The PJ Tatler

US Libya policy ping-pongs over the abyss

According to President Obama in his speech Monday night, the United States pulled together a coalition to act in Libya when it became clear that Gaddafi’s forces were about to overrun rebels in Benghazi and massacre the people of that city. Obama refused, he said, to wait for the images of mass slaughter before acting. So hastily passed UN resolution in hand, first the French and then the US and British launched strikes, and soon the rebels took the offensive and Gaddafi’s forces reeled. Now a few days later, the offensive shoe is on the other foot and it’s the rebels who are in retreat as Gaddafi’s troops retake land lost just a few days back.

The combatants could remain in this back and forth contest for a while, and now there’s word that we (the US and NATO) are contemplating directly arming the rebels. But there may be a problem with that.

The lesson of the past week, however, is that the rebels don’t need arms so much as technical and tactical training in how to use them, the creation of some kind of communications network, and a command structure that might help them become a cohesive fighting force.

The panicked flight of Qaddafi’s army from Ajdabiya this weekend in the wake of heavy airstrikes left behind rifle ammunition, mortars, and the means to fire them, as well as less precise stand-off weapons like the Grad rockets, adding to the similar weapons the rebels had already taken from former Qaddafi weapons depots in the east.

The problem is that rebels have shown little ability to use these weapons effectively so far, either with accurate firing or by maneuvering themselves into safe firing positions.

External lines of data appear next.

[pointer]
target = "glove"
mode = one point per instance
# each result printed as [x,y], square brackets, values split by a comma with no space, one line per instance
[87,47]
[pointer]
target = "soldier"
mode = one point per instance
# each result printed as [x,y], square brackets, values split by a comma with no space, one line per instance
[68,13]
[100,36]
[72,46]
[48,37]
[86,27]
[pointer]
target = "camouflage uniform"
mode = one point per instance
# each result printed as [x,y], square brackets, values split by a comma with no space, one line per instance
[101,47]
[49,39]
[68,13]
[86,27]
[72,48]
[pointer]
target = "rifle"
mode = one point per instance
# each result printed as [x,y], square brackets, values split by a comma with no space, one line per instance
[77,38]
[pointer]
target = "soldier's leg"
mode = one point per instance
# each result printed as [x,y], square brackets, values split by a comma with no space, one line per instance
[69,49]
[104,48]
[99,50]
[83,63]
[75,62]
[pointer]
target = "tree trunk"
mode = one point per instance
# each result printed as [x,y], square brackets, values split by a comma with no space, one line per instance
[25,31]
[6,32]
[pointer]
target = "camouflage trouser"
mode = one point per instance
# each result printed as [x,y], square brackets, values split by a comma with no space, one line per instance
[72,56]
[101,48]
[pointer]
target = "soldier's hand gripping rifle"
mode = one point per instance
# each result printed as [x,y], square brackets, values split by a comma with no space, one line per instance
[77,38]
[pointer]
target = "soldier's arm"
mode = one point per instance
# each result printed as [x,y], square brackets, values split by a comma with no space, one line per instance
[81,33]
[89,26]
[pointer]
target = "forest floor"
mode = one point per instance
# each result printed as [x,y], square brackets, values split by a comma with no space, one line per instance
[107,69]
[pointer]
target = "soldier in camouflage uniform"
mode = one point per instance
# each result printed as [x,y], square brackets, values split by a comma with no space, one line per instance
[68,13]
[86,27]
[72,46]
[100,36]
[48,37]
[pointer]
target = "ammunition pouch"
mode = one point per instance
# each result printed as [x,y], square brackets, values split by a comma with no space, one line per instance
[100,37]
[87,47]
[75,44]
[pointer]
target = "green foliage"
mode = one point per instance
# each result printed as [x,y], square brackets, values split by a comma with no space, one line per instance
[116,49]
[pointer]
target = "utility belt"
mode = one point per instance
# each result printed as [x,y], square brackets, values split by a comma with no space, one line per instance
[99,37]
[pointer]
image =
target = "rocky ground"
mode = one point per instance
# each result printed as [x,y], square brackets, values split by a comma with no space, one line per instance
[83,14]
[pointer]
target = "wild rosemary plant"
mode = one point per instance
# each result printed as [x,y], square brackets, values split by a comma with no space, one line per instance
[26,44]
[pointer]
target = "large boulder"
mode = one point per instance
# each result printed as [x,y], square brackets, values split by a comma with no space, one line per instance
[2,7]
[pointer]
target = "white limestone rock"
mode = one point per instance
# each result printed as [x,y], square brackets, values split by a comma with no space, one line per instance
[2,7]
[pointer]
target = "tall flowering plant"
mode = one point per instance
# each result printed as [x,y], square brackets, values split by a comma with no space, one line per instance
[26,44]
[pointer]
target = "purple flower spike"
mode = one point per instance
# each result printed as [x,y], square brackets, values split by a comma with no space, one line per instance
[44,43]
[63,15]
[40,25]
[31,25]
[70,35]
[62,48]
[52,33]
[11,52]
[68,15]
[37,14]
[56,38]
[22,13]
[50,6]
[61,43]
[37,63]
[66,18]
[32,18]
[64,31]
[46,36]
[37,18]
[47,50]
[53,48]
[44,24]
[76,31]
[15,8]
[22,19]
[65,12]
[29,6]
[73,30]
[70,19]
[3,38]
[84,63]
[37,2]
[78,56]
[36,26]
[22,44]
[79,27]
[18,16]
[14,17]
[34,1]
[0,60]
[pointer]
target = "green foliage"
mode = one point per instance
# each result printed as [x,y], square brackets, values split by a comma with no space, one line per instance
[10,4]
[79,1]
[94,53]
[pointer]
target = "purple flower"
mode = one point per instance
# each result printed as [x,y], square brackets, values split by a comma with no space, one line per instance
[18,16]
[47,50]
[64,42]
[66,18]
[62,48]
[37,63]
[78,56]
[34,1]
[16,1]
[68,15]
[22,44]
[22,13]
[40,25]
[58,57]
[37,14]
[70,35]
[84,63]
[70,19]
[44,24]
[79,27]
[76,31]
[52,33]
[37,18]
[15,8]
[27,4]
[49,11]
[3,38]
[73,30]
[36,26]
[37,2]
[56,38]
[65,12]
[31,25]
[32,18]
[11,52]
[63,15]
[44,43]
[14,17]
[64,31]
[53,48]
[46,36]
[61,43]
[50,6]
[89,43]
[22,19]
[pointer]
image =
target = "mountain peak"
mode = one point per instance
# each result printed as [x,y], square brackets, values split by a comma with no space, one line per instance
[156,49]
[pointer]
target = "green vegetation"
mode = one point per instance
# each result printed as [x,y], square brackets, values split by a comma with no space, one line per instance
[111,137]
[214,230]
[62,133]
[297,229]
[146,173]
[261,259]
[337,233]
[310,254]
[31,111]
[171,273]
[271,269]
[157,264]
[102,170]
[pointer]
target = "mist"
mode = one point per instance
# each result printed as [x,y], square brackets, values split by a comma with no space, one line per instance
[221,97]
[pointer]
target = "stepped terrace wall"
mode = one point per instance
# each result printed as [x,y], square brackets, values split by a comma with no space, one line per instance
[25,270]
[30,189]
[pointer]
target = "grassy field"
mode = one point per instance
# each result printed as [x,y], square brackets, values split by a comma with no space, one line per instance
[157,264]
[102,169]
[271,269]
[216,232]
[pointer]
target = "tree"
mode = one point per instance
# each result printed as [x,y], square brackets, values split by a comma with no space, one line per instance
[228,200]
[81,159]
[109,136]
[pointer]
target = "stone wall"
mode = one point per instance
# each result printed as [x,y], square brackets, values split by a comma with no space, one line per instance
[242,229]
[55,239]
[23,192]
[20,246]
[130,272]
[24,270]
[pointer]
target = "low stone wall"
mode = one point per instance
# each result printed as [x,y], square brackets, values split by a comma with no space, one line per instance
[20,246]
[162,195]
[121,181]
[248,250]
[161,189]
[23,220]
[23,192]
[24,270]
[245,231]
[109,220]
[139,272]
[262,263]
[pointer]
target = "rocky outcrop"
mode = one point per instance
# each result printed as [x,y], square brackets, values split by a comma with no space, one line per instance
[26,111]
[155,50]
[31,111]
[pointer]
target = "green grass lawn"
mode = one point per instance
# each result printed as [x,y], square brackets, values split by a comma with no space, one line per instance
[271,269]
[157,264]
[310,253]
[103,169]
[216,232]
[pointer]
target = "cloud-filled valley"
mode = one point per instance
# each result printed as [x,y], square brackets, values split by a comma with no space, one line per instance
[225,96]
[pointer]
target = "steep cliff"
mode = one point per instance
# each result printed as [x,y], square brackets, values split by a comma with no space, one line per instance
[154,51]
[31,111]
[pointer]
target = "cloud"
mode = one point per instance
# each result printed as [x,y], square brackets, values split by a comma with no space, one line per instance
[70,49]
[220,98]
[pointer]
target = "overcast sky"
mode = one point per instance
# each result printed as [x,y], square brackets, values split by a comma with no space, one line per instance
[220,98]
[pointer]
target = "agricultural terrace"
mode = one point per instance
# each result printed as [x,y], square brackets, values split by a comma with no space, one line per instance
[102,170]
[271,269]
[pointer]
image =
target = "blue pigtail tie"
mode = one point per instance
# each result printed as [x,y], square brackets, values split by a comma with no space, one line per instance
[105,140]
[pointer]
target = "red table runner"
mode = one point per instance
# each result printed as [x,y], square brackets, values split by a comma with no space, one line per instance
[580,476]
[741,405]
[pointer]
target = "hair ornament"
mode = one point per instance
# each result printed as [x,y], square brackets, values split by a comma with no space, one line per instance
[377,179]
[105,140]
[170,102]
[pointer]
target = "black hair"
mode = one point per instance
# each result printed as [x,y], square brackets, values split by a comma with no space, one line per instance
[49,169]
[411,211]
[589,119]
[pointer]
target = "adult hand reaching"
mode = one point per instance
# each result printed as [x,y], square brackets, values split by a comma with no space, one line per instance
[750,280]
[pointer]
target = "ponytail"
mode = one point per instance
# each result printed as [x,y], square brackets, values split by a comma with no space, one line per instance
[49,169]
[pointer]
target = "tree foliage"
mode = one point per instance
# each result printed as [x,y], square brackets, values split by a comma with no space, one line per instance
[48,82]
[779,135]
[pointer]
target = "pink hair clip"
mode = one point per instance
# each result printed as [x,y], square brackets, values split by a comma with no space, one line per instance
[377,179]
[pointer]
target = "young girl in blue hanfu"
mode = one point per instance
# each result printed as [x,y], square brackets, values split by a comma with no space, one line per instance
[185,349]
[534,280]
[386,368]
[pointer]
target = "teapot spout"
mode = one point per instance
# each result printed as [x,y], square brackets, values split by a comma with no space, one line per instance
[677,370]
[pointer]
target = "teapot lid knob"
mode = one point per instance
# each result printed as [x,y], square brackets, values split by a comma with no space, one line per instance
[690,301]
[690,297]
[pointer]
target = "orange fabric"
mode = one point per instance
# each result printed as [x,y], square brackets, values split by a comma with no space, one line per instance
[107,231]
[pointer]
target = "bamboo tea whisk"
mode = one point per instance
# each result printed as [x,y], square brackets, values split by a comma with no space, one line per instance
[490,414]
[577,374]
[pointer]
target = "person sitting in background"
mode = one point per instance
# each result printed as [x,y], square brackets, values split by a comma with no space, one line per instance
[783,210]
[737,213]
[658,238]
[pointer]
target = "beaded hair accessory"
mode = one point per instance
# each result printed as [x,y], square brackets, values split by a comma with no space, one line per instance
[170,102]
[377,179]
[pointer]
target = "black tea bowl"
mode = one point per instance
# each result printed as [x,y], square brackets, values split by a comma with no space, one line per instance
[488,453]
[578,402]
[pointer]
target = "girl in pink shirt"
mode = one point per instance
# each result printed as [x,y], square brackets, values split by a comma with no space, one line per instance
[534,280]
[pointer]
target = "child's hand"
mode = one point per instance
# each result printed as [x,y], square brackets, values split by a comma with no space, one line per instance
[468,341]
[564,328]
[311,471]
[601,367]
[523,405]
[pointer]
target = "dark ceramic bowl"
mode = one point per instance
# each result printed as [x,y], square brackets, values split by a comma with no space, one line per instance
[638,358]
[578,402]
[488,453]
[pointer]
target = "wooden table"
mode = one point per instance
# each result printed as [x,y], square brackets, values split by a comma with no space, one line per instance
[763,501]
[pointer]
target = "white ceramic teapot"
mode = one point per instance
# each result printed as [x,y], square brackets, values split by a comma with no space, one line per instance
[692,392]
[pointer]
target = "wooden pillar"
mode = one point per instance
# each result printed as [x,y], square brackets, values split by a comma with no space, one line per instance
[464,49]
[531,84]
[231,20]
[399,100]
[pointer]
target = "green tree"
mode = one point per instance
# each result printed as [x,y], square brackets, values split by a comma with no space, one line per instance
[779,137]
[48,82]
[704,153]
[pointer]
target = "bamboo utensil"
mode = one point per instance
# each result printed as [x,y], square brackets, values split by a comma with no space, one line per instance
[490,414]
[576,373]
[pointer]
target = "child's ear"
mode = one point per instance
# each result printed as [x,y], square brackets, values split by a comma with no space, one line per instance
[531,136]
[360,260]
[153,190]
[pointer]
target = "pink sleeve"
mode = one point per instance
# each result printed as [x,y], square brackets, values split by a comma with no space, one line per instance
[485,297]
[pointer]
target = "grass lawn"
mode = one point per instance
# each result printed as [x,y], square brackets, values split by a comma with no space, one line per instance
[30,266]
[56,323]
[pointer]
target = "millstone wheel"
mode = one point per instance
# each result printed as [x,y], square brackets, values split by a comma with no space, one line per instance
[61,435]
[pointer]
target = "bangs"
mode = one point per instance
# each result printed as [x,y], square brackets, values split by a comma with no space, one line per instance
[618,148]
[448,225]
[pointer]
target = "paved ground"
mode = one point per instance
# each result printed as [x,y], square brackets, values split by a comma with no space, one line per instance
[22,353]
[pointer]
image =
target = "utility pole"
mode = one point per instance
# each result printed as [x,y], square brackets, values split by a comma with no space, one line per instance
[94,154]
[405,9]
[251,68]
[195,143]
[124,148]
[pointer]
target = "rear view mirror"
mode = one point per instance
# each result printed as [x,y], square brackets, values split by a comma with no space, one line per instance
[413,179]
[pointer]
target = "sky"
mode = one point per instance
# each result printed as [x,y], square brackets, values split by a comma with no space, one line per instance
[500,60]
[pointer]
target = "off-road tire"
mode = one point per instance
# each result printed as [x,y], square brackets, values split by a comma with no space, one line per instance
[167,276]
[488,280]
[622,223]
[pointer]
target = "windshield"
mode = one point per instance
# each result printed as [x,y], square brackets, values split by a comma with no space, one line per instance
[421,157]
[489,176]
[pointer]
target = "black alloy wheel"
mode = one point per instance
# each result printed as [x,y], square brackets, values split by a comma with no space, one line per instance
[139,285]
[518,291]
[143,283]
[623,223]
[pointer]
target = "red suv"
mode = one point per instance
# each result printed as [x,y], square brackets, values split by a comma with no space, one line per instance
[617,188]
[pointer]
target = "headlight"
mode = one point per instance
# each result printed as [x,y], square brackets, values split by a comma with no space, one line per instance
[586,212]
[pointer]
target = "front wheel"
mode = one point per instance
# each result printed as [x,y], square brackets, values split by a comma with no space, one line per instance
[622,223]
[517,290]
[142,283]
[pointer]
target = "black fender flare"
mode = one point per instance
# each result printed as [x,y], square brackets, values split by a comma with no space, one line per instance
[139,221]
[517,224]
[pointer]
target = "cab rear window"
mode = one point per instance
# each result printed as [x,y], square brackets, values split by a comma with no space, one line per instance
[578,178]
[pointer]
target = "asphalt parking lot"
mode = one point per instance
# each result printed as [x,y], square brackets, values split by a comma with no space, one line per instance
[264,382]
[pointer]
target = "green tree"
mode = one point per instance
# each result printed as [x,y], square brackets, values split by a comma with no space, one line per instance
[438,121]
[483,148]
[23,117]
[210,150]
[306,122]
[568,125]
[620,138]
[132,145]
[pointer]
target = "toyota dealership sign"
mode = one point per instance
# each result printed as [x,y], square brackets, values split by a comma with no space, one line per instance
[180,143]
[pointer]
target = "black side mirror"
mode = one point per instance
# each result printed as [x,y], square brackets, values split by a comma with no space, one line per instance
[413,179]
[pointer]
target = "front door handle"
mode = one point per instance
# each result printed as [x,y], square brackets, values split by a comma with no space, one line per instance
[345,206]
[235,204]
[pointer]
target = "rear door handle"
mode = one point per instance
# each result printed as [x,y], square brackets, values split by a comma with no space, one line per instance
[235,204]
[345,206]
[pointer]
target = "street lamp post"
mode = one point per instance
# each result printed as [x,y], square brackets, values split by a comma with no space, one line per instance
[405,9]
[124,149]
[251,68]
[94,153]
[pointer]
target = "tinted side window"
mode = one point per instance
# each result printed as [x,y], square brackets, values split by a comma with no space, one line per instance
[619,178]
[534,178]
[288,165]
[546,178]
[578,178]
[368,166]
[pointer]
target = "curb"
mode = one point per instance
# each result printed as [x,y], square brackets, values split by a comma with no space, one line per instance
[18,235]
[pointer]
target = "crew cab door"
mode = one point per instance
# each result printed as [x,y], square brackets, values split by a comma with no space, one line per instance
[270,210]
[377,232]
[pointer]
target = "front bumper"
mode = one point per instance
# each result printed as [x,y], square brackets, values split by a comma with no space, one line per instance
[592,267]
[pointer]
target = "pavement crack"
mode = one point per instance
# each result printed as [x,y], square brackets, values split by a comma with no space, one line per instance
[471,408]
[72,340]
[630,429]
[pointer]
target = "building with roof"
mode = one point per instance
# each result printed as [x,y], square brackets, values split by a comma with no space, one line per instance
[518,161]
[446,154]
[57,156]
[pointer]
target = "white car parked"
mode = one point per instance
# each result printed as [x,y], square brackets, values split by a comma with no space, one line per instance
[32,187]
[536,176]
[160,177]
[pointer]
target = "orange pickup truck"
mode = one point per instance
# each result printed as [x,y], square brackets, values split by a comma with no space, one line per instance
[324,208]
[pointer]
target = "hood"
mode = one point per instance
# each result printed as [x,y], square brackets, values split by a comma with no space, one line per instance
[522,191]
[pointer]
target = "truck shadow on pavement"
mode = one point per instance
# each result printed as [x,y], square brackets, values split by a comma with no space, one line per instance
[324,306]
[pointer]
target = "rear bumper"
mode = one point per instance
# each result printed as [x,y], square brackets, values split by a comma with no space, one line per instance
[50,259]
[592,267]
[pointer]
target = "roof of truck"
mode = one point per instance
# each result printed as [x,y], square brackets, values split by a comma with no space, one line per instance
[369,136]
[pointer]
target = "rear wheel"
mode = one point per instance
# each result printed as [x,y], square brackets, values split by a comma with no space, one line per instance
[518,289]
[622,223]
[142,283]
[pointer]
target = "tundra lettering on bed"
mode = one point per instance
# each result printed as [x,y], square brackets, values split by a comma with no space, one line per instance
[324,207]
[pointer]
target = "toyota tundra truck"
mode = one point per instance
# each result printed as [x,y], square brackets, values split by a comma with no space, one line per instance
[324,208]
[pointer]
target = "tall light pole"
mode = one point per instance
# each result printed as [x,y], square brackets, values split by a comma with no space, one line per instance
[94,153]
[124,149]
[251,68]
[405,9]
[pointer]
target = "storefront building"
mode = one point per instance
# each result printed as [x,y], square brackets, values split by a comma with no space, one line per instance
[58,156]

What the rebels lack is tactical training and modern command and control. The lack of tactical training means a whole lot of them will be killed out of stupidity rather than competence on the other side, while the lack of command and control means the fog of war will be a great deal thicker than it has to be. They don’t stand much of a chance of winning without both plus real coordination with Western air power.

An obvious solution presents itself, but it’s a solution that haunts American history and that Obama has already ruled out: Inserting Americans into Libya to train them. President Obama has both promised that there will be no US boots on the ground there, and that our official military policy sticks to the UN mandate, which isn’t to defeat Gaddafi but to protect civilians. Any suggestion of providing advisers or trainers to assist in a foreign civil war carries ghosts of Vietnam and to a lesser extent Afghanistan.

We could get around the “no boots no the ground” commitment by moving the training to a nearby country, but oopsie, we just helped push one of our strongest regional allies out of power and the rest of the potential training grounds in the region aren’t exactly in a position to help us train anti-government rebels.  Well, other than Iraq, an ally now in spite of Obama’s longstanding policies and from which we’re already withdrawing. The thought of moving Libyan rebels, many of whom may be al Qaeda, to Iraq, which has suffered from al Qaeda violence for years, to train them in modern combat tactics to take down Gaddafi seems like insanity on stilts.

The NATO coalition, which is really the US coalition with the veneer of robust partnership, is fast running out of options. And though we know what defeat looks like — Gaddafi staying in power and in a position to massacre his own people and perhaps return to international terrorism — we don’t really know what victory looks like. Victory could look like Libya turning into a full blown democracy, which seems highly unlikely, or turning into a failed state along the lines of Somalia that will become a haven for terrorists and Mediterranean pirates, which seems much more likely.